I spent much of last night filling shelves with sacks of flour and bags of sugar.
In the continuous overbuying that has accompanied the COVID-19 crisis, flour and sugar are outranked only by hand sanitizers, paper towels and toilet paper.
Baking, it would seem, is the ultimate comfort.
Wegmans is selling cake mixes, chocolate chips, baking powder and condensed milk at a clip never before seen.
Customers evidently are filling their homes with the aromas that real-estate agents advise when trying to sell a house.

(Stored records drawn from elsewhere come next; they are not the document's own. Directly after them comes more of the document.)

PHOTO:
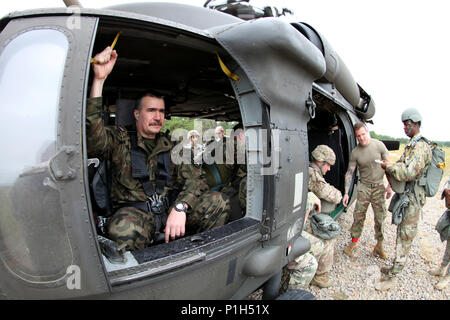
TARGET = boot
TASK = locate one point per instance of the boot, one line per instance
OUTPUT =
(443, 282)
(349, 248)
(386, 283)
(439, 271)
(379, 251)
(322, 281)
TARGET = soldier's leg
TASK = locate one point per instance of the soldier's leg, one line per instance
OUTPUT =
(446, 258)
(359, 213)
(325, 259)
(379, 211)
(212, 211)
(132, 226)
(406, 232)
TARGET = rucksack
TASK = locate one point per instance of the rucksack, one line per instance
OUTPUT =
(431, 178)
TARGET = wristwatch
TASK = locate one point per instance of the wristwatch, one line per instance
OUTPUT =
(180, 207)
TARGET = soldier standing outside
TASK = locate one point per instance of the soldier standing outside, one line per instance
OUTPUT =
(412, 164)
(134, 220)
(443, 227)
(323, 158)
(371, 189)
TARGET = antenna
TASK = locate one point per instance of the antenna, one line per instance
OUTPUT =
(71, 3)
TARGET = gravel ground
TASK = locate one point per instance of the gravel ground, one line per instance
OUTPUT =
(354, 277)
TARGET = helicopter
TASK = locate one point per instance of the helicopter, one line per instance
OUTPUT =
(283, 81)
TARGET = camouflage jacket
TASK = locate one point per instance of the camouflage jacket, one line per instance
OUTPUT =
(229, 167)
(114, 142)
(414, 161)
(321, 188)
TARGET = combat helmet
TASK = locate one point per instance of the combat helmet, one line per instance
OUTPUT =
(324, 153)
(411, 114)
(193, 133)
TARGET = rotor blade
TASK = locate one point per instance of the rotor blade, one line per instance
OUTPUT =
(70, 3)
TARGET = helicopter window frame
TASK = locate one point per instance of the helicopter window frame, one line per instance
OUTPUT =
(53, 44)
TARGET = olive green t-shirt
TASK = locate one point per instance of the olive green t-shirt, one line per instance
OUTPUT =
(364, 158)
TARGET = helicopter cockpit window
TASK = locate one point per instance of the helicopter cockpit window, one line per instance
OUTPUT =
(31, 69)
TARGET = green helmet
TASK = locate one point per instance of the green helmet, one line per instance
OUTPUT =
(411, 114)
(324, 153)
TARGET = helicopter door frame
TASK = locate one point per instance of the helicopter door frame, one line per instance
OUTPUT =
(84, 274)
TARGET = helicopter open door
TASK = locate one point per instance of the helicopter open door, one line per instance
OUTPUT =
(44, 65)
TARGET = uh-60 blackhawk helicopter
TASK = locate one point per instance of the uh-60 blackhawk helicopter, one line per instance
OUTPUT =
(280, 78)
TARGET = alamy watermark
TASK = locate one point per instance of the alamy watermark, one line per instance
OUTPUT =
(73, 280)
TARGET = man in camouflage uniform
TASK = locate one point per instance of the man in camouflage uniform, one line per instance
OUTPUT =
(415, 160)
(371, 189)
(133, 223)
(323, 158)
(304, 267)
(443, 271)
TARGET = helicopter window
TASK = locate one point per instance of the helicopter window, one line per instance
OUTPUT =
(188, 74)
(29, 199)
(327, 128)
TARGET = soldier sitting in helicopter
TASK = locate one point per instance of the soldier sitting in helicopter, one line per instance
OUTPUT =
(150, 195)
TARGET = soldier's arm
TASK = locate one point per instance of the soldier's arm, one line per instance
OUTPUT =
(324, 190)
(419, 157)
(348, 181)
(192, 184)
(348, 176)
(99, 137)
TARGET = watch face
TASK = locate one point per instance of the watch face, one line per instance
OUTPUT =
(179, 207)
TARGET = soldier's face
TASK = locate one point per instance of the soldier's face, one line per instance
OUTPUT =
(151, 117)
(410, 128)
(363, 137)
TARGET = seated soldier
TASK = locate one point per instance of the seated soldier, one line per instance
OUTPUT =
(225, 169)
(144, 179)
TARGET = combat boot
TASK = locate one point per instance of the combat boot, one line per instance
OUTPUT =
(379, 251)
(322, 281)
(443, 282)
(386, 283)
(349, 248)
(439, 271)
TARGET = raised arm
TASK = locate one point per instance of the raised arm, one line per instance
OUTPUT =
(348, 181)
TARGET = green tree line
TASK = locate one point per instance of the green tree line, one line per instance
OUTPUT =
(374, 135)
(190, 124)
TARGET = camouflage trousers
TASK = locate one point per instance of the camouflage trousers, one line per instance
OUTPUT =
(368, 195)
(446, 258)
(306, 266)
(406, 232)
(137, 227)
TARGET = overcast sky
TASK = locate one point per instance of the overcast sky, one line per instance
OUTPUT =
(397, 50)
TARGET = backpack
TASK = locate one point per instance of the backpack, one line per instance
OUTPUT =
(431, 179)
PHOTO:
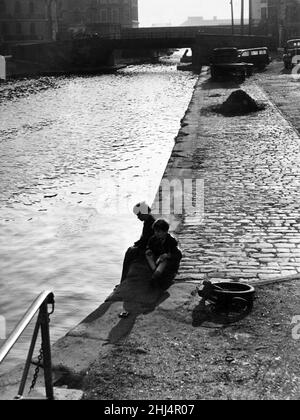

Except people are not selling. They’re staying, more than they’ve ever stayed. And their kids, furloughed from school, are happy to scarf up cookies by the sheetful.
The sweets don’t begin at midday.
Maple syrup is also flying off the shelves. I’ve restocked Aunt Jemima and Mrs. Butterworth more times than I can count.
And then there are the empty ice cream coolers. I always marvel at how ice cream sells before major storms. Why do we crave icy cold when we’re snowed in?
What the pandemic has made clear is that Ben & Jerry’s New York Super Fudge Chunk makes us feel better, no matter the weather. (Nancy Pelosi knew this before the rest of us; it’s her favorite breakfast.)
So the ultimate menu during stay-at-home orders? Pancakes in the morning, cake and cookies midday, and ice cream at night while bingeing Netflix.
Consider it a sacrifice for the greater good.